Se llamaba Bryna. Llevó ese nombre a través del océano desde una pequeña aldea de la actual Bielorrusia, entonces parte del Imperio ruso. Con diecinueve años, subió a un barco rumbo a Estados Unidos con nada más que un pasaje pagado por su prometido, Herschel, que se había ido antes con la promesa de una vida mejor.
Se casaron poco después y se instalaron en Amsterdam, en el estado de Nueva York: no la ciudad brillante de los sueños, sino un duro pueblo industrial donde la esperanza se gastaba rápido. Bryna le dio a Herschel siete hijos: seis hijas y, por fin, un hijo llamado Issur. Todos lo llamaban Izzy.
Estados Unidos no fue amable con ellos.
Herschel, que en Europa había sido tratante de caballos, terminó ganándose la vida recogiendo trapos y chatarra para revender. El poco dinero que entraba se le iba en alcohol y apuestas. Para los vecinos era ruidoso y cruel. En casa, peor. Nunca llamó a su esposa por su nombre. Para él, ella era “¡Eh, tú!”.
Vivían en una pobreza aplastante. Bryna, que no sabía leer ni escribir, trabajó hasta que el cuerpo le dijo basta: lavaba ropa, fregaba suelos, aceptaba cualquier trabajo que apareciera. Aun así, nunca alcanzaba. Los niños se acostaban con hambre demasiadas noches.
Mandó al pequeño Izzy a la carnicería judía con una petición que ardía de vergüenza: “Por favor… ¿podemos quedarnos con los huesos que van a tirar?”
Hervía esos huesos desechados durante horas, sacándoles una sopa rala que mantenía a la familia en pie durante días.
Años después, su hijo —ya conocido como Kirk Douglas— lo recordaría: “En los días buenos, comíamos tortillas hechas con agua. En los días malos, no comíamos nada”.
Pero Bryna no se rindió. Mantuvo a la familia unida a pura fuerza de voluntad. Y creyó en su hijo con una ferocidad que desafiaba la lógica. Cuando Izzy habló de ser actor —un sueño imposible para el hijo de un chatarrero— ella no se rió. Ella creyó.
“Puedes hacerlo, Izzy”, le decía. “Puedes ser lo que quieras”.
Issur Demsky salió de aquel pueblo industrial y se convirtió en leyenda: protagonizó Espartaco, Senderos de gloria, El ídolo de barro y muchas más. Pero nunca olvidó de dónde venía, ni quién lo hizo posible.
Cuando Kirk creó su propia productora, no la llamó con su nombre. La llamó Bryna Productions.

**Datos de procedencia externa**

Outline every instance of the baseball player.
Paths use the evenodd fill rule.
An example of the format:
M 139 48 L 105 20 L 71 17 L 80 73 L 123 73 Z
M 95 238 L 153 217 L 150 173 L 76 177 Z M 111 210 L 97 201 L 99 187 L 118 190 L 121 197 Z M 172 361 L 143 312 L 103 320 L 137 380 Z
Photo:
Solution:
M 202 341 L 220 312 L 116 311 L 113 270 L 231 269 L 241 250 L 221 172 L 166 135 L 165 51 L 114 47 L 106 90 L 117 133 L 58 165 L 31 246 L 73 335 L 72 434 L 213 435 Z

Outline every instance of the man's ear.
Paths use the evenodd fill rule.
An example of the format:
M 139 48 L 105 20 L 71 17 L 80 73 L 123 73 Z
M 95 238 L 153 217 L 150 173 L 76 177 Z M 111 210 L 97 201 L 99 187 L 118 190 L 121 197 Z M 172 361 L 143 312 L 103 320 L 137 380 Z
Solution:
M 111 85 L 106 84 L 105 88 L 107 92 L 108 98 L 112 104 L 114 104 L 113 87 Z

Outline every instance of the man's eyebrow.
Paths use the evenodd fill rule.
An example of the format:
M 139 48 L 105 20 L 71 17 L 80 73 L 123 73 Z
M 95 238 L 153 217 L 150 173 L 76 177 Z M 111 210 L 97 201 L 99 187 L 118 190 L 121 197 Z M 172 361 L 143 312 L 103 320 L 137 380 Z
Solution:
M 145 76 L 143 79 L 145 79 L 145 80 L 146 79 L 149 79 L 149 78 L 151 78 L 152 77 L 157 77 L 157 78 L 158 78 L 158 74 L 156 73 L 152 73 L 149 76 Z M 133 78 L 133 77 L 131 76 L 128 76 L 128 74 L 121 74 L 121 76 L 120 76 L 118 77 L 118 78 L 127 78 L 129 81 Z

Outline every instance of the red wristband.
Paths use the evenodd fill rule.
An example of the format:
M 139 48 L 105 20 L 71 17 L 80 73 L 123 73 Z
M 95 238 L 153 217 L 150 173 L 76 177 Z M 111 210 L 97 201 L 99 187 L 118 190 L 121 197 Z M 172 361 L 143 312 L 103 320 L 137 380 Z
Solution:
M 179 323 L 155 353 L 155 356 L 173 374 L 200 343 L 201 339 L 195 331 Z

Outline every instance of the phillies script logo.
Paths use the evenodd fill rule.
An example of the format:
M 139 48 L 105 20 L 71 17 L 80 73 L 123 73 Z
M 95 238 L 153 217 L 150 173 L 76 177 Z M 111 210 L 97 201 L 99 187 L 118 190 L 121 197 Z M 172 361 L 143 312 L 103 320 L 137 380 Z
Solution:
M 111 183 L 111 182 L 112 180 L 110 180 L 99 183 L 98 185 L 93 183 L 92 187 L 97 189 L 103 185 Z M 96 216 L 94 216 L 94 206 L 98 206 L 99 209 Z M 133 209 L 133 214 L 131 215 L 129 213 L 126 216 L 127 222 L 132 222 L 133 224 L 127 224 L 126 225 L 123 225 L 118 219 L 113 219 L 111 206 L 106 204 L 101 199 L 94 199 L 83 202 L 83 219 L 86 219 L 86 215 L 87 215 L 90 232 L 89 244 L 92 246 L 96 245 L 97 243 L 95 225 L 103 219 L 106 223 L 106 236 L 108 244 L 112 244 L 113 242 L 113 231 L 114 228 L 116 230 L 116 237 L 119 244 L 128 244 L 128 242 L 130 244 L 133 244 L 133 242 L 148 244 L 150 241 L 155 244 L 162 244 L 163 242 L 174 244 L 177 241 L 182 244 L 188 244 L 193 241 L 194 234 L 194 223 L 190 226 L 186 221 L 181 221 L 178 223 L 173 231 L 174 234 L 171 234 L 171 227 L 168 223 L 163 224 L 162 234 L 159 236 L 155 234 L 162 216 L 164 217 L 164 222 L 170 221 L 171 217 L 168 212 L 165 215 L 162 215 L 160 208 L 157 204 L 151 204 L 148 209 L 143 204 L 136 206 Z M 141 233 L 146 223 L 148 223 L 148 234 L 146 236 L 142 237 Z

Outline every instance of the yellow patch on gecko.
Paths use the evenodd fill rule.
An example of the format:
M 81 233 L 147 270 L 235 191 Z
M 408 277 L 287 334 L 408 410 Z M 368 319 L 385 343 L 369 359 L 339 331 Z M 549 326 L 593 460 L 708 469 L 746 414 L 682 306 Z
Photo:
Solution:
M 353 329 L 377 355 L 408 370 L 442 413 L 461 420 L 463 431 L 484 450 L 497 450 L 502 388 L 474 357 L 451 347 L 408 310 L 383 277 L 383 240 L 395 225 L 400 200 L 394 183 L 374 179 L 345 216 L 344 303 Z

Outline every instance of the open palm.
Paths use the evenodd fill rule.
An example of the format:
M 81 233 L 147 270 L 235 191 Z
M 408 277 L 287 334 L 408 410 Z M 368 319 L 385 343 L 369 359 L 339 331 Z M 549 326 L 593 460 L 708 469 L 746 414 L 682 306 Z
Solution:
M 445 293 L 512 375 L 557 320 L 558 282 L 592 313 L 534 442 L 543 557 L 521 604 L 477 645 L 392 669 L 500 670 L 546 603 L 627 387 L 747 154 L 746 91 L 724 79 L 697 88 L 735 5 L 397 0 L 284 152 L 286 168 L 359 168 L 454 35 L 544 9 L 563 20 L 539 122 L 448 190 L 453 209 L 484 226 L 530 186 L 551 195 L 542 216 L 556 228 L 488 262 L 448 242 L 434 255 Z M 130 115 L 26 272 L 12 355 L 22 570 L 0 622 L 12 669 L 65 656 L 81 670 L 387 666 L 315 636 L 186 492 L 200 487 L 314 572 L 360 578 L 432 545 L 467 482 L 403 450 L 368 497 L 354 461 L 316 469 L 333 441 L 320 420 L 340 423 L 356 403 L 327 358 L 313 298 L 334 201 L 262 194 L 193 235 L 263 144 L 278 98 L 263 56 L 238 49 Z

Y cuando llegó el éxito de Los vikingos, uno de los grandes estrenos de 1958, Kirk tomó a su madre del brazo y la llevó a Times Square. Por encima de la multitud, ardiendo en luces, había un enorme anuncio:
BRYNA PRESENTA LOS VIKINGOS
Su nombre. La mujer que no podía leer. La mujer que hervía huesos. La mujer a la que su marido llamaba “¡Eh, tú!”… ahora escrito en luz sobre Nueva York.
Bryna Demsky lloró… quizá las primeras lágrimas de alegría pura en una vida dura y hermosa.
Ese diciembre, pocos meses después, Bryna murió a los setenta y cuatro años. Kirk estaba con ella. Sus últimas palabras fueron suaves y firmes: “Izzy, hijo, no tengas miedo. Esto le pasa a todo el mundo”. Incluso entonces, seguía cuidándolo.
Kirk Douglas vivió hasta los 103 años. Se convirtió en uno de los gigantes de Hollywood, productor, filántropo y padre de Michael Douglas. Hasta su muerte, repetía lo mismo: todo lo que logró fue gracias a su madre.
La mujer que no podía escribir su propio nombre le regaló al mundo una leyenda. La mujer que no tenía nada le dio a su hijo todo. Y el hijo que se hizo estrella se aseguró de que el mundo jamás olvidara su nombre.
Cada película que decía Una producción de Bryna era una carta de amor: de un hijo agradecido a la madre que creyó cuando solo había hambre y esperanza.
Ella merecía ver su nombre en luces.
Y su hijo se aseguró de que lo viera.
Fuente: Cadena SER ("La madre de Kirk Douglas y la película que le hizo decir: 'América es un lugar maravilloso'", 23 de enero de 2026)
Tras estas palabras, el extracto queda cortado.